Gaienhofen Käfertaler sprühen vor Ideen
Ein Indischer Tanz setzte den farbigen Schlusspunkt eines erfolgreichen Narrenspiegels. Bild: Melsbach
Eigentlich war es wie immer beim Narrenspiegel der Käfertaler. Die Alte Schule war lustig dekoriert und prall gefüllt mit bunt kostümiertem Narrenvolk. Trotzdem war es heuer ein wenig anders als bisher, denn mit Ralf Schaufler stand der neue Narrenpräsident der Zunft zum ersten Mal in der Bütt. Um es gleich vorweg zu sagen: Er hat seine Sache gut gemacht, obwohl seine Zuhörer im Saal zu Beginn leicht staunten über den unüberhörbar rheinischen Zungenschlag des neuen Präsidenten. Er ist ein bekennender Düsseldorfer, der zudem noch in Wangen wohnt – da, wo man, wie man hierherum weiß, ebenfalls eine gewöhnungsbedürftige Sprache pflegt. Sei's drum, der Auftakt ist dem neuen Präsidenten bestens geglückt und er konnte seine närrische Begrüßung verschmitzt mit besonderen Nettigkeiten in Richtung der Nachbarn jenseits der Dorfgrenze würzen: Freundliches für die lieben Gaienhofener, spöttische Grüße zu den Heufressern nach Horn, und ebensolche an die hintere Höri.
Solchermaßen vorbereitet, konnte das närrische Programm beginnen, und die Käfertaler legten los. Zwei kesse Mädels (Nadine und Michaela) führten charmant durch das Programm, das von drei kleinen Tänzerinnen mit flotten Rhythmen eröffnet wurde. Zwei bewegliche und stimmgewaltige Puppen als Höri-Duo brachten mit ihren Höri-Song „Mir sind vu de Höri, do blieb i au, des schwör i“ das Publikum zum Mitsingen und Mitklatschen. Wer glaubt, dass schlichte Röhren einfach als Baumaterial oder eventuell für den Sperrmüll taugen, der hat die Käfertaler „Röhren-Trommler“ noch nicht gehört.
Was die vier Musikanten auf ihren futuristisch anmutenden Instrumenten an rhythmisch krächzenden Tönen zustande brachten, war staunenswert und lustig – sogar Klassisches von Grieg und Beethoven war zu erkennen. Nun kam noch einmal der neue Präsident mit einer Büttenrede zu Wort, die Weltpolitik und Dorfpolitik scharfsinnig zusammenmischte. Drei Fliegende Käfer erbrachten mit akrobatischen Kunststücken eine sportliche Glanzleistung – ein atemberaubender Spaß.
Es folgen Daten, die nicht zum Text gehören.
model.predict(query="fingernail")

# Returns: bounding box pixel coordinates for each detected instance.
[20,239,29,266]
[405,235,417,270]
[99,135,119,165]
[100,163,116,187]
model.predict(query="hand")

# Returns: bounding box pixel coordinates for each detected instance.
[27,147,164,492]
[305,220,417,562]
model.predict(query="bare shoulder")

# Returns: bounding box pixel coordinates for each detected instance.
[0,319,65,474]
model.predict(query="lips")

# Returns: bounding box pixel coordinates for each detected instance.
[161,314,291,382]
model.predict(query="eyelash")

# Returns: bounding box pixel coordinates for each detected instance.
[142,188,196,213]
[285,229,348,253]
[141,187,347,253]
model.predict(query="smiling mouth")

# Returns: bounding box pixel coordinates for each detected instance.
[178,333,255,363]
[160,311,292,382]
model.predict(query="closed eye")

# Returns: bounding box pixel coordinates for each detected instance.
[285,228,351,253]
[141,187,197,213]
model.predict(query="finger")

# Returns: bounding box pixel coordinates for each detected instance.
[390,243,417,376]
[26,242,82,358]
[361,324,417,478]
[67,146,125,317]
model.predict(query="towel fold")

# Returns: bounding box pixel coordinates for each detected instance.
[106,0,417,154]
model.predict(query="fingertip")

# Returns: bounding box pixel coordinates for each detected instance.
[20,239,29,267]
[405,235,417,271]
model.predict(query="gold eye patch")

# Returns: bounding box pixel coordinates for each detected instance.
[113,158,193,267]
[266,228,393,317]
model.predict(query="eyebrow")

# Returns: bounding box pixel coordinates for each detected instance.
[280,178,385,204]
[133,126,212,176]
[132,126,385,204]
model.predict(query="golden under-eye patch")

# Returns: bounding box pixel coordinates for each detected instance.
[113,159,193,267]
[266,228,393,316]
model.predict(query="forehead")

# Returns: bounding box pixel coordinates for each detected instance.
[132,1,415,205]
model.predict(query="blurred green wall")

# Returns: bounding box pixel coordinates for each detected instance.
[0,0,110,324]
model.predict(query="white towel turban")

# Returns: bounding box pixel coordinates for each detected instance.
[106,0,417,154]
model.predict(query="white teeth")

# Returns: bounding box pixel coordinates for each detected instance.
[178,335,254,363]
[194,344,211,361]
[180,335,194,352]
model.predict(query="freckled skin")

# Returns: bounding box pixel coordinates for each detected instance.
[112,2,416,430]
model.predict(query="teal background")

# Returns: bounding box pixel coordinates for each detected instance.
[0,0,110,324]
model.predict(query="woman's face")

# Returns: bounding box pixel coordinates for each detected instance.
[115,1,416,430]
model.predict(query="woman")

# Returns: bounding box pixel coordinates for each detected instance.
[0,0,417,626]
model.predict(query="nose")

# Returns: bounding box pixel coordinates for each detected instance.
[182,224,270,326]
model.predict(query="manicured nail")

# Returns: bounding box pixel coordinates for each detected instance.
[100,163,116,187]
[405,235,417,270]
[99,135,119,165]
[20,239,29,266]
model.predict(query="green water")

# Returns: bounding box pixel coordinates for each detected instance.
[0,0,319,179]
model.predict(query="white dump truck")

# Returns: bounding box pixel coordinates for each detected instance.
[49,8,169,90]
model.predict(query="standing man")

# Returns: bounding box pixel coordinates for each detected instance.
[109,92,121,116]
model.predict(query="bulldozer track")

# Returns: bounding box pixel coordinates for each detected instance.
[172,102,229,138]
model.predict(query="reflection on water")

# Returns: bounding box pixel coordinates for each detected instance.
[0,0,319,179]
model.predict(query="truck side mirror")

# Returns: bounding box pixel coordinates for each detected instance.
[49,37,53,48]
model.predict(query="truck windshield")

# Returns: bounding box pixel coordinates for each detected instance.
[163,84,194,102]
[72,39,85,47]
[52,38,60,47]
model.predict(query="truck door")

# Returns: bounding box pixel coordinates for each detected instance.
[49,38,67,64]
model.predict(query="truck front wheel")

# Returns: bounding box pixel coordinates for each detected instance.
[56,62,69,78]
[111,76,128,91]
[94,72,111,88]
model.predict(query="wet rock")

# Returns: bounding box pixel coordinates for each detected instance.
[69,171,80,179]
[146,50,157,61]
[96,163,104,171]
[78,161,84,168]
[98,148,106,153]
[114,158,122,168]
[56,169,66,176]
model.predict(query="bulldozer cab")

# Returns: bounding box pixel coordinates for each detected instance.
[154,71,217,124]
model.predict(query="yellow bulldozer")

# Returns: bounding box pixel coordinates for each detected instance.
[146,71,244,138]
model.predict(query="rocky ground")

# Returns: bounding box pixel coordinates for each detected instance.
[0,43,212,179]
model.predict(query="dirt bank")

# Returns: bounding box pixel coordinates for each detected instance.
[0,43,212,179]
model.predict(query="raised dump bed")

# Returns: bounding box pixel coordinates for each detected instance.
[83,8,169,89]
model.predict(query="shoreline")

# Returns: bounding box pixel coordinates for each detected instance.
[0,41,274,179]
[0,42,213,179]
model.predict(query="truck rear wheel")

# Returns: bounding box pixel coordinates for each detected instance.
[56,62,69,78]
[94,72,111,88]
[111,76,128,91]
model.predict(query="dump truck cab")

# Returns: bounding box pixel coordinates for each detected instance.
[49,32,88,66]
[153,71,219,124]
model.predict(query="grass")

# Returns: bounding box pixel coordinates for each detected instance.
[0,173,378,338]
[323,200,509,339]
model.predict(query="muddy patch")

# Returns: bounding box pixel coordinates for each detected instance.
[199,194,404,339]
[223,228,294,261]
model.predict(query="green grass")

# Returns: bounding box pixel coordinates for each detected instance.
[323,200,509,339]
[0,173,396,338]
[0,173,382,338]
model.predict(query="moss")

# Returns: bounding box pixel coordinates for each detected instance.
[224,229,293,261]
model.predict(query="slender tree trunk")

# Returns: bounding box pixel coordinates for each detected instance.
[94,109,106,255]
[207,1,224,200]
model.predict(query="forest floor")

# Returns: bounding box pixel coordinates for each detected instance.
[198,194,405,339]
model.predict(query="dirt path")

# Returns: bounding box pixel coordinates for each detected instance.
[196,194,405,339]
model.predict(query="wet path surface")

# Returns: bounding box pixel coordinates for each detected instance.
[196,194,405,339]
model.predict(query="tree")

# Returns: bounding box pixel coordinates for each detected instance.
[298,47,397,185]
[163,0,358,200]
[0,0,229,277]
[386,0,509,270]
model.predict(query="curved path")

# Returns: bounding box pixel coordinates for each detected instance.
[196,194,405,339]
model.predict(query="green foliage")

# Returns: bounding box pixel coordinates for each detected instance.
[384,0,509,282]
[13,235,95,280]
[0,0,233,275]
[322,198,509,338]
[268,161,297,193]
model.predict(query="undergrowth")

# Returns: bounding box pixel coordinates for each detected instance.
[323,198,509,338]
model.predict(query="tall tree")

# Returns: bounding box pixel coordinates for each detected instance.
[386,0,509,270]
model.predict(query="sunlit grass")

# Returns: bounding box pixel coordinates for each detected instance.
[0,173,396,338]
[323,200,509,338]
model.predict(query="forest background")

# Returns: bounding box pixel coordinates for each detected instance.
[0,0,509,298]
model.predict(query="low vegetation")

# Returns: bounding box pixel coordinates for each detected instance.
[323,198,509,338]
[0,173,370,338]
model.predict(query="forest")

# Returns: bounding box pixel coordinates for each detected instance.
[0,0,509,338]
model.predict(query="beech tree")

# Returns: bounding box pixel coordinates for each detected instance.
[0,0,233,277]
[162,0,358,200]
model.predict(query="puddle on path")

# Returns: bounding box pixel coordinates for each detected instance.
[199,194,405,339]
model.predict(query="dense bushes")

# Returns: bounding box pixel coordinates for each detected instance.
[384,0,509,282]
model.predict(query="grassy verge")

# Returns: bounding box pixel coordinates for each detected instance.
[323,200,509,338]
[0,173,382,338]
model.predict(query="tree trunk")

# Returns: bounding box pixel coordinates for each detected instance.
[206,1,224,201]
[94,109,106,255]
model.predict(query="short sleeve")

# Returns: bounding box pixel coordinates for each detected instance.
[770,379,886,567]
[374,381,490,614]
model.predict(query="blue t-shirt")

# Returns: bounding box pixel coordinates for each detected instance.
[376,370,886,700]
Ihr Erscheinen wird jedes Jahr erwartet und ist im Käfertal bereits Kult: „Die Zwei uf Eck“ (Rudolf Hasenfratz und Gerd Lenhart) erzählen im Zwiegespräch ganz einfache Geschichten aus dem Dorfalltag, aber dies auf eine unnachahmliche Art, hintersinnig und mit trefflichem Narrenwitz. Was schlicht als „Frauen-Power“ im Programm angekündigt wurde, entpuppte sich als eine tolle Bühnenshow. Mit witzigen Ideen, einer Menge Komik und originellen Spielszenen zeigten die Käferfrauen, wie viel Talent und Einfallsreichtum in ihnen steckt. Viel Beifall gab es für diese gelungene Darbietung und auch für die komische Gruppe mit riesigen Zylinderhüten über lachenden Gesichtern. Danach gab es noch ein lustiges Wortspiel, bei dem der Buchstabe G Anlass für eine „Günstige Gelegenheit“ bot, bevor die Hänsele-Gruppe mit einem anmutigen indischen Tanz den optischen Höhepunkt setzte. Die Akteure vor und hinter der Bühne haben wieder für einen großartigen Narrenspiegel im Käfertal gesorgt, das Publikum war begeistert.